Estas actuaciones son valoradas como un primer paso, pero las organizaciones agrarias consideran que todavía resultan claramente insuficientes para frenar la expansión de la plaga. Lo que se está haciendo en zonas concretas del sur de la región, subrayan, debería ampliarse de manera coherente al resto de áreas con densidades elevadas de conejos, coordinando a todas las administraciones implicadas.
Los agricultores piden que este tipo de medidas no se limiten a intervenciones puntuales, sino que formen parte de planes de gestión continuados en el tiempo, que incluyan control de fauna, trabajos de limpieza en cauces, retirada de vertidos ilegales y una mejor planificación de los espacios periurbanos para reducir los refugios donde los conejos proliferan sin control.
¿Es suficiente la caza para controlar la plaga?
En muchas zonas afectadas por la plaga, la presencia humana constante, la proximidad de viviendas, infraestructuras y polígonos industriales limita enormemente las posibilidades de caza con seguridad.

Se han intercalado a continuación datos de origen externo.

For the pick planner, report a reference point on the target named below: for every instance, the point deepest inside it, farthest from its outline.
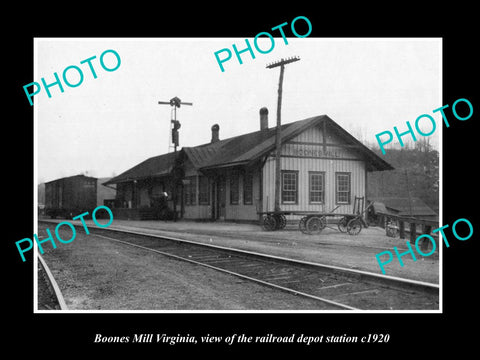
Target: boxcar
(70, 196)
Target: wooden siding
(307, 153)
(242, 211)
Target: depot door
(221, 196)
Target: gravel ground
(97, 274)
(330, 247)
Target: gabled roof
(72, 177)
(153, 167)
(245, 149)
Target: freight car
(70, 196)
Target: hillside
(416, 174)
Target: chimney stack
(215, 130)
(263, 118)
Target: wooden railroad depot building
(322, 166)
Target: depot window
(289, 187)
(234, 191)
(248, 189)
(316, 186)
(203, 193)
(191, 190)
(342, 188)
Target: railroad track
(49, 295)
(343, 289)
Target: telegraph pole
(278, 134)
(175, 103)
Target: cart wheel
(315, 225)
(281, 221)
(354, 227)
(342, 225)
(302, 225)
(269, 223)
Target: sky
(109, 124)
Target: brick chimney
(215, 130)
(263, 118)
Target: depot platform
(330, 247)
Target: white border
(35, 202)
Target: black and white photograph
(265, 179)
(270, 187)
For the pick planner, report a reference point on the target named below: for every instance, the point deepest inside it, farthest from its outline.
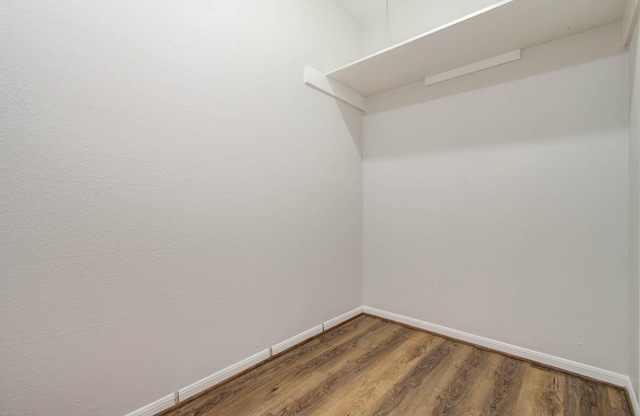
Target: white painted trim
(632, 397)
(293, 341)
(223, 374)
(342, 318)
(629, 21)
(550, 360)
(155, 407)
(332, 87)
(474, 67)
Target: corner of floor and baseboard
(218, 377)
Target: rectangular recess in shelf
(504, 26)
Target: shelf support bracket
(321, 82)
(474, 67)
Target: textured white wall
(497, 203)
(172, 197)
(634, 211)
(414, 18)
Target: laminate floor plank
(373, 367)
(371, 388)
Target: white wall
(414, 18)
(172, 197)
(634, 212)
(497, 203)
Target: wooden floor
(369, 366)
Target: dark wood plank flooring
(370, 366)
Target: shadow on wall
(572, 88)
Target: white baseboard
(632, 397)
(295, 340)
(226, 373)
(342, 318)
(550, 360)
(155, 407)
(223, 374)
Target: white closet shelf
(506, 26)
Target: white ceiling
(363, 10)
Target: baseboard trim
(225, 373)
(631, 395)
(155, 407)
(234, 369)
(342, 318)
(295, 340)
(552, 361)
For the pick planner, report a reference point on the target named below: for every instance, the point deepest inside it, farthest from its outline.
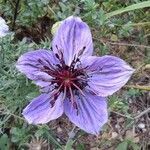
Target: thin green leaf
(122, 146)
(128, 8)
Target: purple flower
(72, 80)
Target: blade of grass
(128, 8)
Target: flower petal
(41, 111)
(107, 74)
(91, 114)
(33, 63)
(73, 39)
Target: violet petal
(41, 111)
(91, 114)
(33, 65)
(107, 74)
(73, 39)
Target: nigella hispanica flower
(72, 80)
(3, 27)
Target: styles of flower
(72, 81)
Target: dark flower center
(69, 80)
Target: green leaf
(128, 8)
(4, 142)
(122, 146)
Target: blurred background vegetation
(120, 28)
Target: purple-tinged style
(72, 80)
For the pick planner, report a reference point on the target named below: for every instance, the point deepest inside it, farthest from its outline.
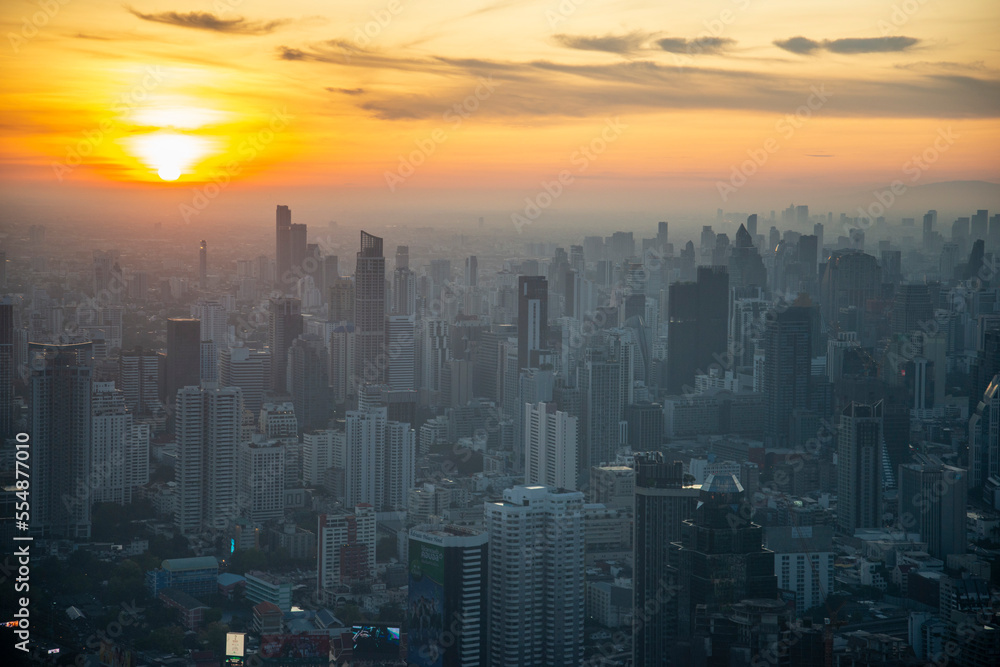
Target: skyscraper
(203, 265)
(284, 325)
(934, 497)
(309, 382)
(859, 466)
(697, 326)
(183, 363)
(208, 430)
(61, 436)
(369, 312)
(787, 370)
(532, 318)
(6, 370)
(447, 596)
(662, 504)
(721, 560)
(536, 569)
(550, 443)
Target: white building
(262, 480)
(551, 447)
(536, 577)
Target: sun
(168, 173)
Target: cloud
(546, 89)
(209, 21)
(620, 44)
(695, 46)
(849, 46)
(799, 45)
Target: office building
(859, 465)
(550, 441)
(284, 325)
(662, 503)
(369, 312)
(61, 440)
(447, 596)
(535, 582)
(345, 545)
(532, 318)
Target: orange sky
(362, 99)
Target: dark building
(662, 504)
(183, 362)
(532, 318)
(6, 371)
(645, 426)
(721, 559)
(290, 249)
(697, 329)
(61, 439)
(369, 312)
(787, 371)
(284, 325)
(446, 615)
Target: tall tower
(183, 364)
(203, 265)
(208, 431)
(550, 443)
(536, 568)
(447, 596)
(662, 504)
(532, 318)
(787, 370)
(61, 435)
(859, 465)
(369, 312)
(721, 560)
(283, 327)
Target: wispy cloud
(849, 45)
(209, 21)
(695, 46)
(621, 44)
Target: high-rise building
(859, 466)
(369, 312)
(400, 341)
(308, 381)
(697, 326)
(284, 325)
(536, 568)
(345, 545)
(532, 318)
(7, 370)
(183, 363)
(203, 265)
(721, 544)
(787, 370)
(139, 380)
(662, 503)
(61, 434)
(447, 596)
(290, 249)
(208, 428)
(471, 271)
(379, 459)
(932, 501)
(550, 443)
(262, 480)
(119, 450)
(249, 370)
(600, 383)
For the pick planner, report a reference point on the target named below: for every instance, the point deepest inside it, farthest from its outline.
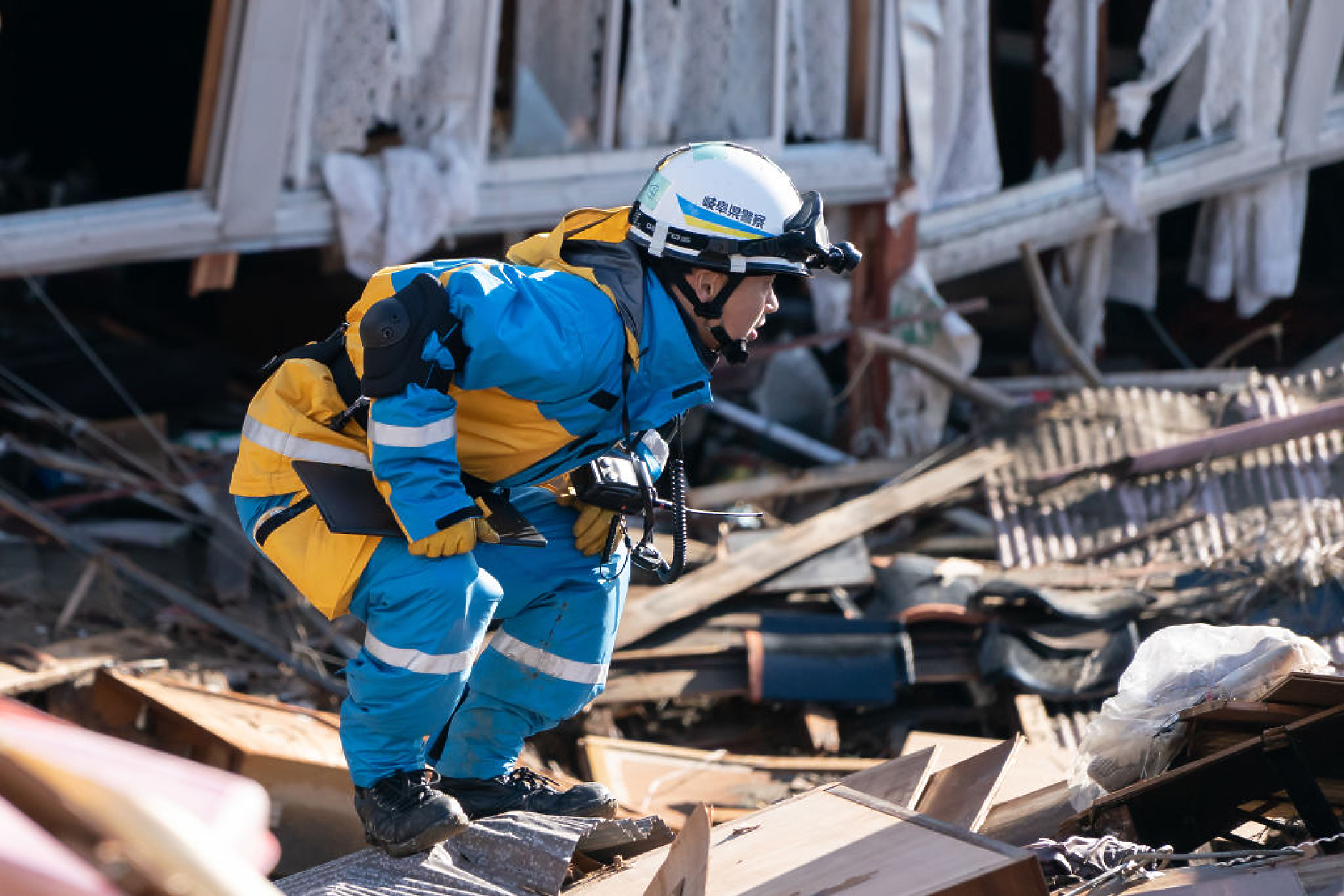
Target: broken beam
(796, 543)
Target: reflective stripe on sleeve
(297, 449)
(440, 664)
(392, 436)
(583, 673)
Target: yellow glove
(592, 528)
(459, 537)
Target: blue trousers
(425, 622)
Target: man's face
(746, 309)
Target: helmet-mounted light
(806, 241)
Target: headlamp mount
(806, 241)
(803, 242)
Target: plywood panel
(899, 781)
(1308, 690)
(827, 842)
(670, 781)
(963, 793)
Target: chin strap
(734, 351)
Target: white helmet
(728, 207)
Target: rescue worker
(456, 382)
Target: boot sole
(597, 810)
(421, 842)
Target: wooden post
(889, 253)
(218, 269)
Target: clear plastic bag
(1137, 731)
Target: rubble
(901, 673)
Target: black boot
(526, 790)
(405, 815)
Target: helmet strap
(734, 351)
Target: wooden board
(1188, 805)
(722, 676)
(1243, 712)
(817, 479)
(1031, 769)
(1030, 817)
(963, 793)
(670, 781)
(840, 840)
(791, 546)
(1307, 690)
(67, 660)
(898, 781)
(292, 751)
(1223, 882)
(844, 566)
(686, 870)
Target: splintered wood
(792, 544)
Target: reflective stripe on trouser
(425, 619)
(550, 656)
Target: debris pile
(909, 675)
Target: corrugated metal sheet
(1280, 504)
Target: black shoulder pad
(394, 331)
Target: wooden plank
(247, 183)
(295, 752)
(823, 727)
(796, 543)
(1307, 690)
(1223, 882)
(67, 660)
(1191, 804)
(851, 842)
(670, 781)
(217, 270)
(963, 793)
(1245, 712)
(1034, 719)
(214, 270)
(779, 485)
(723, 676)
(899, 781)
(1026, 818)
(686, 871)
(844, 566)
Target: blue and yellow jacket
(570, 347)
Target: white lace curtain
(1226, 62)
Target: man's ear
(706, 282)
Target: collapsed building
(994, 464)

Además, el ritmo de reproducción del conejo y su capacidad para aprovechar huecos en taludes, setos y escombreras hacen que los descensos logrados por batidas puntuales se compensen rápidamente.
Las organizaciones agrarias insisten en la necesidad de combinar distintos enfoques: controles poblacionales selectivos, mejora del hábitat para favorecer depredadores naturales como rapaces o pequeños carnívoros, y una planificación territorial que reduzca los espacios de refugio sin gestión.
Para los agricultores, la situación actual es la conclusión de años en los que la fauna cinegética ha crecido al margen de un verdadero planteamiento de equilibrio entre conservación, actividad agraria y seguridad sanitaria. De ahí que reclamen que se actúe ya declarando amplias áreas como zonas de emergencia cinegética, lo que permitiría agilizar permisos y ampliar los periodos de control del conejo más allá de la mera temporada de caza deportiva.
En paralelo, abogan por fomentar un modelo de gestión de fauna más integral, en el que se tengan en cuenta tanto las necesidades de los ecosistemas como la supervivencia económica de las explotaciones agrícolas, y donde la responsabilidad se reparta entre administraciones, propietarios y otros agentes del territorio.
La plaga de conejos que golpea Madrid y Guadalajara se ha convertido en un síntoma de problemas más profundos: un territorio sometido a gran presión humana, con infraestructuras y vertederos que ofrecen refugio a la fauna, una gestión insuficiente de cauces y márgenes, y un campo que acumula dificultades económicas. Mientras los agricultores ven cómo sus cultivos de cereal se pierden y su futuro se complica, las organizaciones agrarias advierten de que el riesgo ya no se limita a las cosechas, sino que afecta también a la salud pública y a la convivencia en las zonas periurbanas. La respuesta que se dé en los próximos meses, combinando control poblacional, mejora del hábitat y coordinación institucional, marcará si este episodio queda en una crisis coyuntural o se consolida como un problema crónico en el centro peninsular.